The pain associated with your headache must also meet some criteria. It should only be on one side of your head, have a pulsating quality that is moderate or severe, and is aggravated, or causes the avoidance of, physical activity.
To say your migraine comes with an aura (a specific sensation that precedes the migraine), the aura itself has to meet some benchmarks. Specifically, it has to be fully reversible, and at least one aura symptom gradually spreads over 5 minutes or longer, or you have two or more symptoms that occur in succession. Each aura must last 5-60 minutes and be accompanied by a migraine within an hour (although some studies have suggested this time frame be extended to days). Common aura symptoms include nausea, fatigue, difficulty concentrating, stiff neck, and repetitive yawning. The most common aura is a visual one that can involve sensitivity to light or blurred vision.
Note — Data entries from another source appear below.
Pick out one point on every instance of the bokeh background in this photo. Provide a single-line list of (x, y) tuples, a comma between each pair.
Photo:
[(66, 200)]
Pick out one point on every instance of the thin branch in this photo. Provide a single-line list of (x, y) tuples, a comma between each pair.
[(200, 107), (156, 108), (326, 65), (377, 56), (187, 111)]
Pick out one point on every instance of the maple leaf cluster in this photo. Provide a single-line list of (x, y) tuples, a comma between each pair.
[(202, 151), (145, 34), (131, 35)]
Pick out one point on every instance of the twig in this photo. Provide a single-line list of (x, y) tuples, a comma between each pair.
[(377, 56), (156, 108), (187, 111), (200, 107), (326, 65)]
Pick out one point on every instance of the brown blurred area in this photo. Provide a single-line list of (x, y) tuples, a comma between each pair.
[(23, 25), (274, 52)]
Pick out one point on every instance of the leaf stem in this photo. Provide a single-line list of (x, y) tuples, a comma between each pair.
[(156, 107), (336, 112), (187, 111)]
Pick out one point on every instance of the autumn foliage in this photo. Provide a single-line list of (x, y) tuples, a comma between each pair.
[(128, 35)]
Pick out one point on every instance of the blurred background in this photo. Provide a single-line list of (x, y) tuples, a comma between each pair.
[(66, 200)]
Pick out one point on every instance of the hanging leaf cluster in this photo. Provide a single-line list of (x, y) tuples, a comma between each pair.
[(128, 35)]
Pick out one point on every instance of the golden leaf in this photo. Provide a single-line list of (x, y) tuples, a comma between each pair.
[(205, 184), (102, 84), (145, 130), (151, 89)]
Migraines without an aura were once thought to blood-flow related. Brain images of people with migraines have shown this to be, most likely, false. The only blood-flow changes to any specific brain area, have been to the brain stem. It has been suggested these changes are more likely the result of pain, and not the cause itself.
While no one has definitively shown the exact origin of migraines, it’s now known to be a neurobiological disorder. Basically meaning, an illness of the nervous system that’s caused by biological factors like genetics or metabolism. This is known because of several ancillary findings.
Studies have shown the messenger molecules nitric oxide, 5-hydroxytryptamine, and calcitonin gene-related peptide are involved with this type of headache. A class of drugs, known as triptans, has also shown to be extremely effective in treating this type of migraine. This drug class specifically targets the receptor sites for these messenger molecules and either inhibits them, or helps them. Researchers have shown that if you help the messenger molecule for 5-hydroxytryptamine, or inhibit the molecule calcitonin gene-related peptide, headache symptoms can be greatly reduced.
While the migraine itself isn’t blood flow related, the aura’s associated are. Studies show blood flow to the region of the cortex associated with the headache is decreased before, or happens simultaneously, with the onset of aura symptoms. This decrease tends to start in the back of the affected area and spreads to the front. It can also reach levels that indicate the cells in that area aren’t getting enough oxygen and nutrients for normal function.
Due to the fact no one has nailed down the exact cause of migraines, the treatment for them revolves around two things. Prevention, and pain management during an episode.
Prevention can include drugs from many different classes. Ones that treat high blood pressure, like Beta-blockers, to ones that treat seizures, like Depakote.
Medications used to manage the symptoms during an attack can include the aforementioned Triptans, like Imitrex. Drugs that affect Seratonin levels can also be prescribed. Anti-nausea drugs like Benadryl, and pain medications, like Codeine, are also extremely common.
In the end, basic neuroscience, as well as clinical research, is advancing our understanding of migraines and their causes. With any luck, and a lot of continued research, migraines will become a thing of the past.